Diante da repercussão da portaria do Ministério da Economia que criou o teto duplex do funcionalismo, com reajustes de até 69% para ministros próximos do presidente Jair Bolsonaro, o Palácio do Planalto tentou justificar a nova regra. Considerada imoral por especialistas em contas públicas, a medida é vista como contraditória, na contramão do discurso de austeridade fiscal do governo.
Por meio de nota divulgada ontem, a Secretaria de Comunicação da Presidência da República negou que o presidente tenha reajustado o próprio salário, e ainda alegou que estava respeitando uma decisão do Supremo Tribunal Federal (STF). Segundo o documento, o governo federal “está apenas adequando-se à decisão do Supremo, respaldada pelo Tribunal de Contas da União (TCU)” para mudar a forma de cálculo das remunerações de servidores aposentados e de militares da reserva que têm vencimentos somados acima do teto do funcionalismo, de R$ 39,2 mil, e estavam sujeitos ao abate-teto — que desconta o valor excedente. “A decisão do STF determina que servidores que acumulam cargos efetivos (com permissão constitucional, como professores e médicos) não podem ficar sem receber a remuneração integral, dentro do teto, por cada serviço prestado”, justificou a nota da Secom.
De acordo com a Portaria 4.975, publicada no Diário Oficial da União (DOU), o teto do funcionalismo será calculado separadamente para cada rendimento, no caso de servidores aposentados ou militares da reserva que trabalham para o Executivo — o que permitirá ganhos de até dois tetos, o equivalente a R$ 78,4 mil por mês. A medida é respaldada em uma decisão do TCU, de 2017, que permite aos servidores que acumulam dois cargos receber os dois salários integralmente. Contudo, técnicos do próprio governo que são contrários à medida lembram que há uma decisão do STF, de agosto de 2020, que decide que o teto remuneratório incide sobre a soma da pensão e remuneração ou aposentadoria.

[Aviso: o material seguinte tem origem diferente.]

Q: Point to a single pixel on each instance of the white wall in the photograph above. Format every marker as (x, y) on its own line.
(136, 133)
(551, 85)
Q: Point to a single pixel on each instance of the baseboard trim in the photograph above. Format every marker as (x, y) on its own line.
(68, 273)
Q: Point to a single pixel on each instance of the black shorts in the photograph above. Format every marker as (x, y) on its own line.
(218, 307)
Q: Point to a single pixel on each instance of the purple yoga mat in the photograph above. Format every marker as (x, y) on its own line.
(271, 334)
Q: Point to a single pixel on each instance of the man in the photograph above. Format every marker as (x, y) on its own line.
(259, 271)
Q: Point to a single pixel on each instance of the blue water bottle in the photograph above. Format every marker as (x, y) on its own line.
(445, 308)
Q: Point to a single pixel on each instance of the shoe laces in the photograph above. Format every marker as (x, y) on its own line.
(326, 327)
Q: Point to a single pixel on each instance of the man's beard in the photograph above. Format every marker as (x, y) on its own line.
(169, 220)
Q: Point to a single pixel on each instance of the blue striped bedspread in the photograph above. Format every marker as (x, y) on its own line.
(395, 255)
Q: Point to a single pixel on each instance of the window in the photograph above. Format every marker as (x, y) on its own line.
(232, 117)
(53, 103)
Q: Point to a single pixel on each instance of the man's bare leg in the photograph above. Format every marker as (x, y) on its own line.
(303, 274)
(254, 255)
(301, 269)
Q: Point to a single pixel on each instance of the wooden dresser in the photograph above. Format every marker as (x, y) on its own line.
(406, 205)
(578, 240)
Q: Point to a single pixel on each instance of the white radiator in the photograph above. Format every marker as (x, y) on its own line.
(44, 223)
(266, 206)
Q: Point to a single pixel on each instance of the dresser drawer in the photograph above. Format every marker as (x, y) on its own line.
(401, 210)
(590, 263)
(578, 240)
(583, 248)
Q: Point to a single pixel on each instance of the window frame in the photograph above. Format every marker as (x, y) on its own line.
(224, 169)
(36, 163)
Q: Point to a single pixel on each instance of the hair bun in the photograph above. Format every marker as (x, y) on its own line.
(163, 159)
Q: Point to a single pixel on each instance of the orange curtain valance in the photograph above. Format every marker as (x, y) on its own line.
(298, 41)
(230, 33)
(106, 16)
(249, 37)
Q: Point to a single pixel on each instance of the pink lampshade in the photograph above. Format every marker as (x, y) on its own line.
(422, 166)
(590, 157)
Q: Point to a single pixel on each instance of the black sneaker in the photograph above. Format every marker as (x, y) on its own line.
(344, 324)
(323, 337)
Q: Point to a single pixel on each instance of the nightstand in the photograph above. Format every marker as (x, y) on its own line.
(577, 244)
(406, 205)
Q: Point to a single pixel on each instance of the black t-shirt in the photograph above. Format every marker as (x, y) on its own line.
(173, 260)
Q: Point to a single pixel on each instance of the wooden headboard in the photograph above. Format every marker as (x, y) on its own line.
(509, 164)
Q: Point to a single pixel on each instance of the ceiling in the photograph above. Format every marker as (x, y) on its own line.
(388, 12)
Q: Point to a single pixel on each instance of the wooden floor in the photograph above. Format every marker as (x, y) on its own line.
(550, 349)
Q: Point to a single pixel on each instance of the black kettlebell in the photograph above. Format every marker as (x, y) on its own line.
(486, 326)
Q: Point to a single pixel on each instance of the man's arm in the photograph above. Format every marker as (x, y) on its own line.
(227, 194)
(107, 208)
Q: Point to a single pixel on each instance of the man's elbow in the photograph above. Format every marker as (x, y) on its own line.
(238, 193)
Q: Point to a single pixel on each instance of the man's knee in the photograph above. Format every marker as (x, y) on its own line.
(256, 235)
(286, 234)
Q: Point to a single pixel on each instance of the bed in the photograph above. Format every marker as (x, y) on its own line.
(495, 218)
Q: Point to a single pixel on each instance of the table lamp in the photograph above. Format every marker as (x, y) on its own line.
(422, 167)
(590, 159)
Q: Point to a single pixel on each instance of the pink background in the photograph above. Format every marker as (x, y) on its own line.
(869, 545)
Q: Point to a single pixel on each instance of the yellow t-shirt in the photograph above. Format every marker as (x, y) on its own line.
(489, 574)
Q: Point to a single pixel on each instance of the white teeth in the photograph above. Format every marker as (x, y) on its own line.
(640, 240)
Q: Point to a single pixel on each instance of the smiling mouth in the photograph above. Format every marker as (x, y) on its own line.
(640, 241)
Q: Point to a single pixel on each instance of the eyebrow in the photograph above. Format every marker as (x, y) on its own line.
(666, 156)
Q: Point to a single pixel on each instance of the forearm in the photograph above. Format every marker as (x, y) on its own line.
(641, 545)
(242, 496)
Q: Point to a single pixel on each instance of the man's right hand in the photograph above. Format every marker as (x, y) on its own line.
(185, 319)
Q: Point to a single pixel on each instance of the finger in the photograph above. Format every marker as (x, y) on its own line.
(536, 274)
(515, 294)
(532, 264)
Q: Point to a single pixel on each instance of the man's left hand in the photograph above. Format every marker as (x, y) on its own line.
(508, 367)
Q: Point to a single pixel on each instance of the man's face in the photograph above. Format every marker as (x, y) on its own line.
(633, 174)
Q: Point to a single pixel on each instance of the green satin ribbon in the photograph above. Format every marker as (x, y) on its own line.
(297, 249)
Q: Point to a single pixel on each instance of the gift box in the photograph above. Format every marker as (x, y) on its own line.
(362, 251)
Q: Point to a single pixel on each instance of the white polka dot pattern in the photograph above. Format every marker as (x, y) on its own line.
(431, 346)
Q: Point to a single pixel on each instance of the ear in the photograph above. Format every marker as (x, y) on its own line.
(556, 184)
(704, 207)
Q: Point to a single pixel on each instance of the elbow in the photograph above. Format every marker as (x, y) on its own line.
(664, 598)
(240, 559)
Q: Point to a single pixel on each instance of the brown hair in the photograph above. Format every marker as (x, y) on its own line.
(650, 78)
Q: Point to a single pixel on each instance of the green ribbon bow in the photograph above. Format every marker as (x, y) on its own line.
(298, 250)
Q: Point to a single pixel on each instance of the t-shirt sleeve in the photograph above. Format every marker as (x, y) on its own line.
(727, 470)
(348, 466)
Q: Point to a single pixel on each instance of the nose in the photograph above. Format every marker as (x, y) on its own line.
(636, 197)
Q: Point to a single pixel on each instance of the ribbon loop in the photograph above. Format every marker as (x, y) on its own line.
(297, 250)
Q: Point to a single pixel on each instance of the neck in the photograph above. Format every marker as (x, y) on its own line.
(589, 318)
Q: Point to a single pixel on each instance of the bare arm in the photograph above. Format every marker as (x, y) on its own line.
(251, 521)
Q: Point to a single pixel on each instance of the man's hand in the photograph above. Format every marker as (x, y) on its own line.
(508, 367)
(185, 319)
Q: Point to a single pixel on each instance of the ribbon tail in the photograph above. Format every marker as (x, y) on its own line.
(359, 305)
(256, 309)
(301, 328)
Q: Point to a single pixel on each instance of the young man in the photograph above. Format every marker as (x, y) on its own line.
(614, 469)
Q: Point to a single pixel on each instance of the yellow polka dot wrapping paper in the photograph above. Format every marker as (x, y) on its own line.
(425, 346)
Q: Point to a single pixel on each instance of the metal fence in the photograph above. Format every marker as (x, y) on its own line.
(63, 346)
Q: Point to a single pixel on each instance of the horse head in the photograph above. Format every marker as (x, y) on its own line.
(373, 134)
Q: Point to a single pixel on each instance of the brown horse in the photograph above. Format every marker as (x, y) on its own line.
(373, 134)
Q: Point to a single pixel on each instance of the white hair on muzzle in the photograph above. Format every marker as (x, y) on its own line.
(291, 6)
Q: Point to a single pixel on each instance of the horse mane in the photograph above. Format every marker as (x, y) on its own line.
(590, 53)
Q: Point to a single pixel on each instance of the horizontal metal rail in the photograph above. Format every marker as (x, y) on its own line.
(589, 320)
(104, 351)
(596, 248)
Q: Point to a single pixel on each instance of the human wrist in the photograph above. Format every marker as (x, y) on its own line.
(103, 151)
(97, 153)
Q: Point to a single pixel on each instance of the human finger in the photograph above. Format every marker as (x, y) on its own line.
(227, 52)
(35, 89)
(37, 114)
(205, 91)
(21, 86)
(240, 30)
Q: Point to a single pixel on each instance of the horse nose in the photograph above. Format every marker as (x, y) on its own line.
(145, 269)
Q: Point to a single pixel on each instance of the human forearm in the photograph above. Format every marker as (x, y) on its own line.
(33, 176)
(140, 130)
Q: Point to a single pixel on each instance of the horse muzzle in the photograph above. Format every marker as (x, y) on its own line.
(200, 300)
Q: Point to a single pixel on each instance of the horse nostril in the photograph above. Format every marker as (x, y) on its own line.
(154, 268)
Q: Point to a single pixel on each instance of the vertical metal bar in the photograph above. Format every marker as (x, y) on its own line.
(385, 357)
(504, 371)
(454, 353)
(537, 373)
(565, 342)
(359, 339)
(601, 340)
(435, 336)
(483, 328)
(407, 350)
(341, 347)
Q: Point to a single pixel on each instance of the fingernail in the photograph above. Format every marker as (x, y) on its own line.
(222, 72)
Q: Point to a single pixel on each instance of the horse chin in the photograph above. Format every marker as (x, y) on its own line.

Essa confusão é resultado da falta de uma regulamentação para o vencimento do funcionalismo, prevista na Constituição de 1988.
O especialista em contas públicas e analista do Senado Leonardo Ribeiro também lamentou a falta de uma regulamentação do teto. “Na omissão do Congresso, o Executivo e o Judiciário ocupam o espaço”, definiu.
De acordo com Felipe Salto, especialista em contas públicas e diretor executivo da Instituição Fiscal Independente (IFI), do Senado, a existência dessa portaria mostra um direcionamento do governo para medidas que passam longe da responsabilidade fiscal. “Apesar de a decisão estar ancorada em entendimento do STF sobre essa possibilidade de o teto remuneratório ser aplicado separadamente — e não para o conjunto de aposentadoria e cargo em comissão —, ela cristaliza uma prática contrária ao espírito da responsabilidade fiscal e à necessidade de contenção de despesas”, afirmou.
“Parece haver dois pesos e duas medidas na gestão dos recursos públicos, se lembrarmos que o Orçamento acaba de ser sancionado com cortes importantes nas despesas de custeio de políticas públicas essenciais”, acrescentou.